Okay, it's been a lot more than a couple of day, but sorry, I got swamped with some college visits and stuff like that. But better late than never, I hope: http://m.imgur.com/P8MpNq7 I'm not very good at drawing circles, and I apologize for my handwriting in advance.
mk, I recall that years ago you posted a theory on time. Can you link to it or am I mistaken?
Thank you! You have a gift for clearly conveying what others would needlessly complicate.
Weeks are a spiral as well, months not so much, because there is less overlap. It goes up, and it is oriented so December is north. Another spacial thinking anomaly, I have to look west to tell left from right. I always know north, south, east, and west. I fell asleep on a car trip, and had to go outside, and reset. I am good at navigating, but I can't focus well enough to drive. I really don't like the responsibility, and prefer to take the bus or bike. It has also been pointed out, that I am bad at bike safety as well.
https://en.wikipedia.org/wiki/Relative_direction#Cultures_not_using_relative_directions A tribe in Australia has no left/right either and only use cardinal directions!
Your "resetting" reminded me of this radiolab story about a girl who got lost in her backyard.

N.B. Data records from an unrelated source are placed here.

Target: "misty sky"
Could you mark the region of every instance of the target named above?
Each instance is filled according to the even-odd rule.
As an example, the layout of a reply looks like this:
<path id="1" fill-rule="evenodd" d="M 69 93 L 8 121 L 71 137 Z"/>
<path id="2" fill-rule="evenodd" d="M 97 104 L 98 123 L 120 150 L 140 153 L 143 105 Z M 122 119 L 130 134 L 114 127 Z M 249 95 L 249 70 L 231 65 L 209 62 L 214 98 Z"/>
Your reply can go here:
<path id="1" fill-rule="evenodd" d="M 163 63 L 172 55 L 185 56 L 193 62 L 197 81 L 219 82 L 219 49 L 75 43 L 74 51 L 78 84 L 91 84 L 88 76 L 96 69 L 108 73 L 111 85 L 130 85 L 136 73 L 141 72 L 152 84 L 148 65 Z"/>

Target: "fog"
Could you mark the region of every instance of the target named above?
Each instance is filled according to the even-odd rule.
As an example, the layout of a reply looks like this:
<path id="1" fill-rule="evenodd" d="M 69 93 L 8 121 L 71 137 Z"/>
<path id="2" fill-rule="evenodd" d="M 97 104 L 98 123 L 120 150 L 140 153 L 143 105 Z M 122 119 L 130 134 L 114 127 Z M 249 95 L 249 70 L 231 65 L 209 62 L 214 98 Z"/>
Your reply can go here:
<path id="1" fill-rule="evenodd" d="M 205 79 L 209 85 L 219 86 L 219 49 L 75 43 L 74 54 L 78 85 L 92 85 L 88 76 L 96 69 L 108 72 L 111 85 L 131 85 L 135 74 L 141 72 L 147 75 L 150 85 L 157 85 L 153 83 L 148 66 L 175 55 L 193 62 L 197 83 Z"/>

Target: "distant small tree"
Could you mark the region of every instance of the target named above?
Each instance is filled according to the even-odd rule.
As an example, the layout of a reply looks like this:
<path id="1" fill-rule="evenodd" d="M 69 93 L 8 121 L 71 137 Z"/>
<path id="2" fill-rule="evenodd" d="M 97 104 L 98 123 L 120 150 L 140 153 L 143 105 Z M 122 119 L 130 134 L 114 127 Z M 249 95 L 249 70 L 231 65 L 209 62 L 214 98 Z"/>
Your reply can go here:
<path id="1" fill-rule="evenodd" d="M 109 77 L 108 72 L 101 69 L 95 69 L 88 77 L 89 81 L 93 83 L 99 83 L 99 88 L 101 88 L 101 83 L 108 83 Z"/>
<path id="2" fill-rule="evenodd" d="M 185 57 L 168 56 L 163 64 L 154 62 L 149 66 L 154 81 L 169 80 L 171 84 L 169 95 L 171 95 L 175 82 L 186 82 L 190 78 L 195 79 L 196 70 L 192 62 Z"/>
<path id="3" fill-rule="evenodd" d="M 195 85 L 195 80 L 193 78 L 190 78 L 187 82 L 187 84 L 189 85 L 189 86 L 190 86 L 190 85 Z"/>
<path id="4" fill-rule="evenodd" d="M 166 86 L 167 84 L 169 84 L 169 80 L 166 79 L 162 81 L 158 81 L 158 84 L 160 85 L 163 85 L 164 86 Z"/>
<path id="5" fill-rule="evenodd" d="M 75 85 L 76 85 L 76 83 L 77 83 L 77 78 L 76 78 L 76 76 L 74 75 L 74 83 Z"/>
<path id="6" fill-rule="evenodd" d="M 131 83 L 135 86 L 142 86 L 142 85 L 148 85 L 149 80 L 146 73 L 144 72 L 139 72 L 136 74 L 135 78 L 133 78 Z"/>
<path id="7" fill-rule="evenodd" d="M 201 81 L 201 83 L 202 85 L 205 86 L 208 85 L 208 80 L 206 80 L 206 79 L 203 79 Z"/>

Oh, I love radiolab. Her condition sounds very unsettling. I don't like to be lost. I had to reset, because my relatives lived in the suburbs, and their house was at an angle. We would leave the house, and it felt like the north and south streets, were at angles. I had to go outside several times a day, to get a feel for how tilted the house was. I do it now if I get off an airplane or something, so I don't have any more trouble than normal, navigating a new place.
I hope I'm not asking too many questions; your spiral concept intrigues me. So, in your mind's eye, are you seeing the spiral from a side view, as if looking at a corkscrew from the side, or are you inside the spiral and watching it revolve and unfurl around you? Similar to your directions issue, whenever I'm told to go left or right, I have to physically look down at my hands, think about it, extend my right hand outwards, physically orient, and have to follow in the direction my hand is pointed at or I have to start all over again.
I am in the spiral, but can look back, or think about the future. Like I have swimming exercise class, Monday and Wednesday, and Pilates on Thursdays. I can see that pattern the rest of the semester, while also thinking about graduation and transfer paperwork, due before December. The driving thing is a bit more complicated. I have my license, but I make sure my boyfriend teaches me how to drive, every once in a while, so I am better at driving, than he is drunk. Most of it has to do with ideological motivations, about oil policy and global warming. I don't drive as a public service, as many more bad drivers should. I would be an early adapter of self driving cars if it was electric, and I could afford it.